Segundo a OMS (Organização Mundial da Saúde) a depressão é um fenômeno cada vez mais constante. Atribuí-se a ela, um conjunto de alterações comportamentais, emocionais e de pensamento, com distúrbio do humor e ou anedonia (perda ou diminuição do interesse pela vida).

Este trabalho propõe-se a analisar e discorrer a cerca da depressão no mundo contemporâneo e sua relação com o neoliberalismo, através de um referencial psicanalítico, exposto no texto complementar, “Depressão e o Neoliberalismo: Constituição da Saúde Mental na Atualidade”.            

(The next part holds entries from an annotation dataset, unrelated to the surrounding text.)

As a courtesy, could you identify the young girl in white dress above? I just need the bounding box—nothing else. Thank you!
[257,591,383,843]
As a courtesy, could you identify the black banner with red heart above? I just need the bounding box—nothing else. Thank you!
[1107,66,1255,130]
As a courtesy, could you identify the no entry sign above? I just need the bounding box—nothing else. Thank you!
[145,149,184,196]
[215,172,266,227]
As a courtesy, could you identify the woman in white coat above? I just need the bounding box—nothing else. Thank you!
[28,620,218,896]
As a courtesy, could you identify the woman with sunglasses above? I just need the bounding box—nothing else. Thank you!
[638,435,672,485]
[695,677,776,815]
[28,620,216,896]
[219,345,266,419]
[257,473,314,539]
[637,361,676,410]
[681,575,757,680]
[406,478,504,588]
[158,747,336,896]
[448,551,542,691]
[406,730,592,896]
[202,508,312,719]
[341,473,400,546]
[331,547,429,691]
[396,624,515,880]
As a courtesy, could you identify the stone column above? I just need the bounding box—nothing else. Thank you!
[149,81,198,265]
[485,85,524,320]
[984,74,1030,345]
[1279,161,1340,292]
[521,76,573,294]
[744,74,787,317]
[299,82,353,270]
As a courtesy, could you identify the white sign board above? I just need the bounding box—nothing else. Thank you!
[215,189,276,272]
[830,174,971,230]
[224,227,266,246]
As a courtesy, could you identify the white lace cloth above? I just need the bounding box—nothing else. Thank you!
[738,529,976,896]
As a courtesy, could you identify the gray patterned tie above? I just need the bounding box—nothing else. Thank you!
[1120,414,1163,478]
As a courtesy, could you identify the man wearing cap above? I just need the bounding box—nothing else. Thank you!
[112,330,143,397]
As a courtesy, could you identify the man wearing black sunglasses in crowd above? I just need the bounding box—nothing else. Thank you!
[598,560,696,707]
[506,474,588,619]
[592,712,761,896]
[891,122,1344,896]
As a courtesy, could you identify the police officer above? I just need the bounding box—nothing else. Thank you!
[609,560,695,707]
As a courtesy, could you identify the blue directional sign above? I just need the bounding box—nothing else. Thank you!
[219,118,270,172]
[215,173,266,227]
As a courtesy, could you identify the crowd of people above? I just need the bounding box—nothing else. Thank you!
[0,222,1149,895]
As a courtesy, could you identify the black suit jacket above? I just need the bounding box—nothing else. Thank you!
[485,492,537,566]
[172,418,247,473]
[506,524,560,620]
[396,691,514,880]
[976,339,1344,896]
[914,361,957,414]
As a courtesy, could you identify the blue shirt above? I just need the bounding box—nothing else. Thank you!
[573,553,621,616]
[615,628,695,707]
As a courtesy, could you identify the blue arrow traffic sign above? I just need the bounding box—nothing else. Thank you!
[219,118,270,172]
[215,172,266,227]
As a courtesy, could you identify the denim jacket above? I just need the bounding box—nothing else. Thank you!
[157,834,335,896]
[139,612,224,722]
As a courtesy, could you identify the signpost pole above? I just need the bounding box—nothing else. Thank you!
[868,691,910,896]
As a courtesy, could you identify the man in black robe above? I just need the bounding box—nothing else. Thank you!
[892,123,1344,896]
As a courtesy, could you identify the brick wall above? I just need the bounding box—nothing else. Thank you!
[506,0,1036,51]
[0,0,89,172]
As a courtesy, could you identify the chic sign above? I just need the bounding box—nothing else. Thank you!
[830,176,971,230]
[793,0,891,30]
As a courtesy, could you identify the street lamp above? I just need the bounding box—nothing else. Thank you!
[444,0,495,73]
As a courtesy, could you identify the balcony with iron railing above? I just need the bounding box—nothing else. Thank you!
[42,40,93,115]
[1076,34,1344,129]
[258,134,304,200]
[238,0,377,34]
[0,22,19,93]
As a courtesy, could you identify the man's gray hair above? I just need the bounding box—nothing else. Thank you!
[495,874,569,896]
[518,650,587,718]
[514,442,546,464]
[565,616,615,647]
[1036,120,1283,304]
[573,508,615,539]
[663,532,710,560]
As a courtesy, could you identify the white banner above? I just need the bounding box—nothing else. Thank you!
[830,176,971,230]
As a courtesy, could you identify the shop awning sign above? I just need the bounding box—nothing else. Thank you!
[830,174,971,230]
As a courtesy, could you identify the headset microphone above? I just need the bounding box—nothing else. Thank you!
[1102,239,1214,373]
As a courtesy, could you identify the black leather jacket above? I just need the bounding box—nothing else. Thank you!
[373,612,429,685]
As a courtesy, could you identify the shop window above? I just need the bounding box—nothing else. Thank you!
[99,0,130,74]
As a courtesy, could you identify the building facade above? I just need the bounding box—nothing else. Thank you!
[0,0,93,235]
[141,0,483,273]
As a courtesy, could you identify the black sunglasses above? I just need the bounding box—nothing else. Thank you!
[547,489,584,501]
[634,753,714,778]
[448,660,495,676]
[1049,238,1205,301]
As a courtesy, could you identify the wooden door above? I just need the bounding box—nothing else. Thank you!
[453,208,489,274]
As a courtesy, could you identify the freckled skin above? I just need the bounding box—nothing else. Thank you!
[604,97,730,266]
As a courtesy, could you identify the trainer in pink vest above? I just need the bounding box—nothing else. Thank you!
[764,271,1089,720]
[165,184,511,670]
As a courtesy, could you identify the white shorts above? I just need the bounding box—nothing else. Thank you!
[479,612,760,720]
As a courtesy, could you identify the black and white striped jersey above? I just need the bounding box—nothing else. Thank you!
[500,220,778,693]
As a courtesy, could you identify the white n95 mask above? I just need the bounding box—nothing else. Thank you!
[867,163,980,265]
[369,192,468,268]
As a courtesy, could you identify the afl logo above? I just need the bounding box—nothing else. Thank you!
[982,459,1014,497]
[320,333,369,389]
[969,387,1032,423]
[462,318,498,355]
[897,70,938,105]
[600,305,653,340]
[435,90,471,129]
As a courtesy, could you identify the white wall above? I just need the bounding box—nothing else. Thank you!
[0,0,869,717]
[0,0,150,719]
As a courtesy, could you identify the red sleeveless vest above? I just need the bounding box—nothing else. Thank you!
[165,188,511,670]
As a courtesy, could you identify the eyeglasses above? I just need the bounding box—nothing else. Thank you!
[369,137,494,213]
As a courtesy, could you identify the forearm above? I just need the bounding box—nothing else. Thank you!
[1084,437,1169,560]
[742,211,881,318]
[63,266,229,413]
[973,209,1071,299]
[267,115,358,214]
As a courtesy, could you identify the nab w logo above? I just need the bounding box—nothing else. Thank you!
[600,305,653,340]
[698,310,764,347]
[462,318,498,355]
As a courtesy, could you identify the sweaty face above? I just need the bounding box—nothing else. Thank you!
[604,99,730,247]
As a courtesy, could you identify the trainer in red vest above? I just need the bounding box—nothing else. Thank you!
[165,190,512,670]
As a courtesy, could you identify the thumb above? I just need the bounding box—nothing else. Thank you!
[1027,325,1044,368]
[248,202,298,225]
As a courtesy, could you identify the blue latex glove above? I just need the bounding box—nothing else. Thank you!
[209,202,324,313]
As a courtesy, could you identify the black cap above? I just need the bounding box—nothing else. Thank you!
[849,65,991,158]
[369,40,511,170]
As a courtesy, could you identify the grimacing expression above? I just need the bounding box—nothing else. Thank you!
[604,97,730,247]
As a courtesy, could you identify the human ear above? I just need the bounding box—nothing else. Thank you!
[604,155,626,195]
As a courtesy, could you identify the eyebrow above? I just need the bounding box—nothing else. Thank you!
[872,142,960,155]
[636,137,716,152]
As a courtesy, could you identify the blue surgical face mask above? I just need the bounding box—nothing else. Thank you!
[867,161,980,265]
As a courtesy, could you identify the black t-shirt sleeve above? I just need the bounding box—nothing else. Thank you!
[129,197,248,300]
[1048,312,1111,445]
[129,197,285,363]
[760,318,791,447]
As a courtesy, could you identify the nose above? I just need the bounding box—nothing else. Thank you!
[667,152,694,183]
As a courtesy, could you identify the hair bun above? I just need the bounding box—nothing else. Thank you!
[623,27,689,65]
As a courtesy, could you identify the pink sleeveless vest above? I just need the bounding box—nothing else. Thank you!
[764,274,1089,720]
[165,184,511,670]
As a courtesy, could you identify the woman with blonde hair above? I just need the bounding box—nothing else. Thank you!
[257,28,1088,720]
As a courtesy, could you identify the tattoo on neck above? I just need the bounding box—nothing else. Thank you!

Através de vários autores, procurou-se especificar a depressão e mostrar a sua relação com os aspectos relevantes que o neoliberalismo propicia para aflorar este quadro.                     

Desenvolvimento

Depressão, segundo alguns autores é um tipo de enfermidade mental que apresenta uma diversidade de sintomas, como quadros de estados de desânimo, diminuição da auto-estima, insônia, perda da autoconfiança, prejuízos na capacidade cognitiva (atenção, concentração, memória), relações interpessoais dificultadas, sentimento de vazio, sentimento de solidão e idéias suicidas, entre outros.            

A Depressão, seja leve, moderada ou grave, será sempre incapacitante em algum grau, principalmente se considerarmos a duração dos sintomas. Ao longo do tempo os sintomas depressivos podem provocar desdobramentos complicados e desgastantes para a família e para a pessoa.            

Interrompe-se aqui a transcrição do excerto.